Después de rezar mis oraciones, cuando todo estaba silencioso y oía la respiración suave de mis hermanos profundamente dormidos, me subía a una silla y corría la tela que cubría la ventana. Allí reanudaba mi comunión al mismo tiempo que los vigilaba -a los recolectores de lana- en un intento de capturar lo perdido para que fuera encontrando nuevamente, incluso la luz más anhelante.
Y las noches particularmente mágicas, cuando la oración en sí parecía una aventura, algo se abría y yo salía para estar entre ellos. No corría, me deslizaba unos metros por encima del pasto. Esa era mi habilidad secreta, mi coronación.
Eran momentos únicos, distintos de todo. Ellos no eran tan esquivos, no salían corriendo, sino que se ponían unos frente a otros en filas y se preparaban, con el peinado y la vestimenta de los suyos, tejidos con hilo tembloroso.
Más que personas, bañadas en pálida claridad, parecían hileras de álamos temblorosos cuyas hojas se estremecían al menor soplo. Ahondaban conjuntamente en el misterio de su trabajo, conspirando con sus movimientos para purificar y magnificar la existencia en una canción humana. No daban la impresión de recolectar sino de dar, y por un instante el mundo entero parecía bendecido.

El Señor nos da alas
nos da un estómago
podemos volar
envolvernos de gloria
dar vueltas en el agua
tomar un trago amargo
volvernos del revés
y unos cuantos de nosotros
centellearemos
solo un poco de polvo, casi imperceptible
pero que llena de aire de sustancia.
El sueño inmortal…

Ellos tejían su canción, una sola tela, y yo, que era pequeña, me cansaba de ella y seguía deambulando. Deslizándome sobre el pasto, dejando a veces la huella de mis manos en los frutos de su labor, amontonados aquí y allá como fardos de algodón en rama. Almas salvadas, lágrimas, balbuceos de niño y risa tonta. Todo eso lo tocaba o hurgaba yo con el dedo, desprendiendo una bruma fragante por no decir sagrada.
Y lo que regogía allí lo soltaba de nuevo, menos una pequeña parte, para dársela a modo de guirnaldas a mis hermanos, que a menudo se despertaban cuando yo regresaba.
Ellos dormían hasta que su sueño trocaba en agua. Despertaban, su despertar era un chasquido de un huevo. Alentada por sus audaces corazones creyentes, yo describía todo lo que había visto y oído.
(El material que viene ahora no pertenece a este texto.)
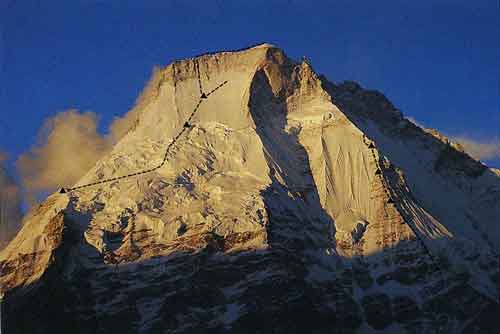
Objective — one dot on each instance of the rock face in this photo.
(284, 204)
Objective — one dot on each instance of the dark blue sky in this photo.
(438, 61)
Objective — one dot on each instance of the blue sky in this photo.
(438, 61)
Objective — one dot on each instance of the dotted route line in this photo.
(170, 145)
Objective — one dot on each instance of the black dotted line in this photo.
(213, 90)
(167, 151)
(197, 69)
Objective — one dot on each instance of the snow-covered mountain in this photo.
(259, 197)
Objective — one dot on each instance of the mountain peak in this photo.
(247, 182)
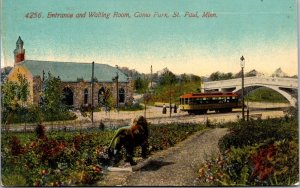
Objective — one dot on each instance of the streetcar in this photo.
(200, 103)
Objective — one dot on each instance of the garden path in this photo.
(176, 166)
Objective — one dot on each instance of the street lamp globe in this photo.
(242, 62)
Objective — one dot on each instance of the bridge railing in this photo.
(274, 81)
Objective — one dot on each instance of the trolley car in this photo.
(200, 103)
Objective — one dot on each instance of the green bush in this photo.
(259, 165)
(259, 131)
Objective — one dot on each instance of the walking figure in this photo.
(164, 109)
(175, 108)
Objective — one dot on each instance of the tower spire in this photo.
(19, 52)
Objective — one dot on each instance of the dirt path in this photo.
(176, 166)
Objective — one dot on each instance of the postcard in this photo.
(149, 93)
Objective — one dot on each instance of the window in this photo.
(121, 95)
(67, 96)
(101, 96)
(86, 96)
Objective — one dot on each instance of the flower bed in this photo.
(258, 153)
(71, 158)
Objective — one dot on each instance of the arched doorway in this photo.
(101, 96)
(68, 97)
(121, 95)
(85, 96)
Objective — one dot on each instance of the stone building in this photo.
(76, 78)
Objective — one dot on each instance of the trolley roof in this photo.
(209, 95)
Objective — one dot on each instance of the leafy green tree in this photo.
(168, 78)
(52, 95)
(108, 100)
(14, 97)
(140, 84)
(14, 93)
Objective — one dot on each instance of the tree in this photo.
(52, 95)
(14, 93)
(14, 97)
(167, 78)
(140, 84)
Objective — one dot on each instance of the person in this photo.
(164, 109)
(130, 137)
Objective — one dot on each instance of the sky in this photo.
(263, 31)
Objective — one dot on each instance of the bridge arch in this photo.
(249, 89)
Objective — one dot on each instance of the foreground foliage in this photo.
(255, 153)
(71, 158)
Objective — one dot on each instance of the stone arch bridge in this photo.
(288, 87)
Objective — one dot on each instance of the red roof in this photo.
(208, 95)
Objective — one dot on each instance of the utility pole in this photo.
(243, 100)
(117, 79)
(92, 81)
(151, 79)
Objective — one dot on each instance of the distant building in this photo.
(279, 73)
(76, 78)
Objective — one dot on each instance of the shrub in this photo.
(260, 165)
(259, 131)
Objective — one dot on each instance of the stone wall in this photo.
(78, 91)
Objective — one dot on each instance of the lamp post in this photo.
(117, 83)
(92, 82)
(243, 101)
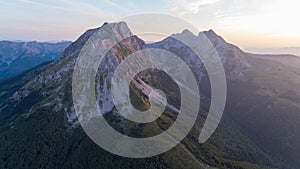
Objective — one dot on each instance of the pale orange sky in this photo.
(246, 23)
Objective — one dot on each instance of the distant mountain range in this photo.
(259, 129)
(16, 57)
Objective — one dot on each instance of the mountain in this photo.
(39, 127)
(16, 57)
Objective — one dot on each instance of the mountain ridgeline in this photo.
(17, 57)
(259, 128)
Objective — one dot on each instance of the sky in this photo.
(246, 23)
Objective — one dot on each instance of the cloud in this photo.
(182, 7)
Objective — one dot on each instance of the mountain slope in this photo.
(39, 128)
(16, 57)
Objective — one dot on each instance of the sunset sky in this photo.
(247, 23)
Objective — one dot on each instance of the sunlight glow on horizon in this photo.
(246, 23)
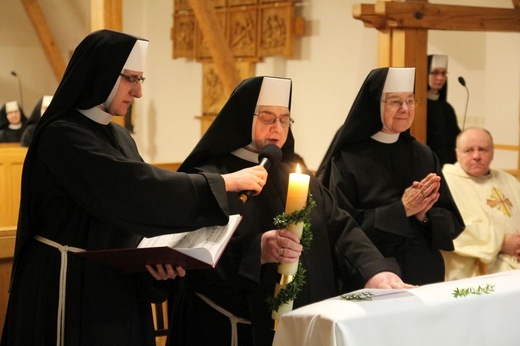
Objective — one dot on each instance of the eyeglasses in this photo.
(133, 79)
(398, 103)
(442, 73)
(270, 119)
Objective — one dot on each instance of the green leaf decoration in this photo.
(464, 292)
(293, 288)
(358, 296)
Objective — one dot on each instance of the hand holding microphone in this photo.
(270, 156)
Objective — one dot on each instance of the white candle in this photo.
(297, 193)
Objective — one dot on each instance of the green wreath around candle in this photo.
(290, 292)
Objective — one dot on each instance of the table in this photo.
(427, 315)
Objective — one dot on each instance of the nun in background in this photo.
(85, 187)
(389, 182)
(12, 122)
(442, 126)
(36, 114)
(213, 307)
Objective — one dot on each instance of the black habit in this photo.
(368, 179)
(240, 283)
(442, 127)
(84, 185)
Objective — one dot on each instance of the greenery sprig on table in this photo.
(293, 288)
(358, 296)
(464, 292)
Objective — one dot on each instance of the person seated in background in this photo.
(36, 114)
(12, 122)
(390, 182)
(442, 127)
(210, 303)
(488, 200)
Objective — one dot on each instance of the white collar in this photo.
(247, 155)
(15, 126)
(385, 137)
(97, 115)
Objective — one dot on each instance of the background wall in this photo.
(332, 60)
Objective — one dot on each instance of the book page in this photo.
(199, 243)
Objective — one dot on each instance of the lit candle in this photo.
(296, 200)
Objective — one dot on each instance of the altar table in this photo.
(427, 315)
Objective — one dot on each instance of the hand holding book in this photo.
(199, 249)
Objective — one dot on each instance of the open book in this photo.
(197, 249)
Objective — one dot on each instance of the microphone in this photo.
(463, 83)
(269, 156)
(13, 73)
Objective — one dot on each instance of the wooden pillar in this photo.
(106, 14)
(408, 48)
(49, 45)
(218, 46)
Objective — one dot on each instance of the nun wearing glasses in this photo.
(389, 182)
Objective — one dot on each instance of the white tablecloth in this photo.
(427, 315)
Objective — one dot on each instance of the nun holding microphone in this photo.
(228, 304)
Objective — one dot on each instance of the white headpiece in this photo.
(399, 79)
(439, 61)
(11, 106)
(134, 62)
(46, 101)
(274, 92)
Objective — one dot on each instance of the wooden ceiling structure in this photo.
(402, 34)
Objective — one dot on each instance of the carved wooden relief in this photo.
(242, 28)
(201, 48)
(275, 31)
(183, 35)
(254, 29)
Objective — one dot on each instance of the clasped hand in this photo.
(421, 196)
(280, 246)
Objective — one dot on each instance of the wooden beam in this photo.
(448, 17)
(50, 47)
(106, 14)
(438, 17)
(217, 44)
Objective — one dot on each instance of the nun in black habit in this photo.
(212, 307)
(34, 119)
(12, 122)
(85, 187)
(442, 127)
(389, 182)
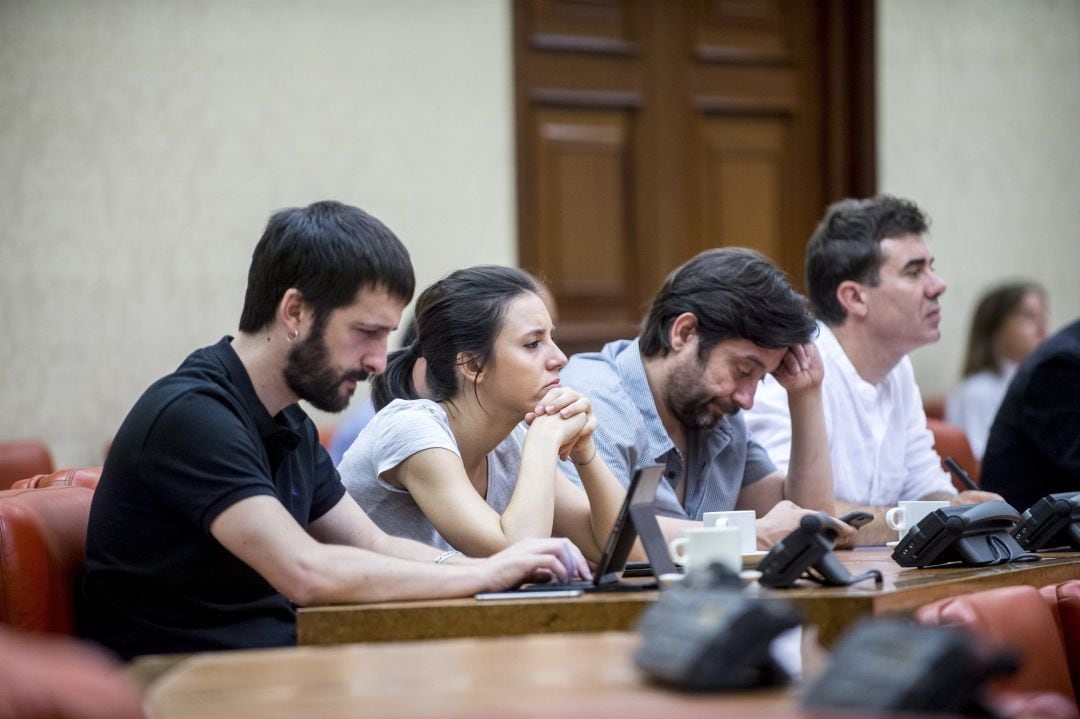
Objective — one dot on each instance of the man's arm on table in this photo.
(782, 500)
(346, 557)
Tal vez retenía algo de la gente, y era, me dí cuenta, uno de los silencios. Pero de todos mis viajes, de los deslumbrantes pasajes, del encaje de mármol, del legendario arco y del gran manto que se extendía sobre Kansas, de Siam…
Todo eso contaba a mi regreso.
Y cuando nos hicimos mayores y nos vimos obligados a separarnos, dejé de tenerlos a ellos para contarles mis andanzas. Escribía, dibujaba o les daba alas. Ajena a cualquier plan que no fuera el simple acto de caer entre las ortigas y que me levantara un recolector compasivo con los pequeños.
El tiempo pasa y con él ciertas sensaciones. Pero de vez en cuando aflora la magia del campo y de todo lo que ocurrió allí. No necesariamente en la naturaleza sino dentro de las páginas de un libro, en un cuadro de Millet o en los tonos de Corot. Deambulando por el largo pasillo de la galería, a un luz resueltamente holandesa, acude a mi memoria. Me veo a mí misma volando sobre el prado y siento lo que sentía: alegría pura e indescriptible.
Una serpiente en el pasto con alas…
Había dado por descontado ese don, como hacen los niños. Me olvidé de él, nunca lo puse a prueba. Sólo era una de esas cosas simples y poco comunes que sabía que eran ciertas.
No hace mucho tuve un sueño, si puede llamarse sueño a ciertas experiencias. Ocurría en el campo de Thomas una despejada tarde de otoño. En esa pequeña parcela, en apariencia abandonada, mientras mi hermano y mi hermana, sentados, observaban mudos de admiración, yo permanecía suspendida unos cuantos metros por encima del suelo. No volaba, más bien planeaba, como un platillo, como Nijinsky, lo que, en su simplicidad, parecía aún más milagroso. Como era habitual entre nosotros, todavía no habíamos pronunciado una palabra. Una comunión nacida del amor y la inocencia.
Me desperté con una sensación de bienestar y estuve contenta todo el día hasta que, al volcarme en una tarea, se me ocurrió pensar que había sido un sueño. Atrapada en esa tensión menguante me vine abajo. Sin embargo, tenía la impresión de que en otro tiempo había sido realmente capaz de realizar esa modesta y asombrosa hazaña, y que podía volver a repetirla si me lo proponía.
Después de tomarme una infusión, llena de optimismo, estoy casi resuelta a intentarlo de nuevo. Mis mocasines parecen apropiados para el cometido. Y el deseo de probar una destreza irresistible sigue ahí. Pero me espera mi escritorio, con mi diario abierto, mis plumas, los tinteros, y hay palabras preciosas para pulir. De modo que me quedo con la incógnita y empiezo, porque siempre imaginé que algún día escribiría un libro.
Encima de mi escritorio hay un pequeño retrato flamenco del siglo XV. Nunca falla, cuando lo miro siempre me produce un escalofrío seguido de una curiosa oleada de emoción, de reconocimiento. Quizá sea la serenidad de la expresión, o simplemente el tocado, un hábito frágil que enmarca la cara como las alas de una gran polilla diáfana al plegarse.”

 

-Patti Smith (de “Tejiendo Sueños”)

 

.la hora

Jean-Honoré Fragonard (1732 - 1806) Amantes felices- Happy Lovers

“Los amantes felices” de Jean-Honoré Fragonard c.1770. Colección Privada, Suiza.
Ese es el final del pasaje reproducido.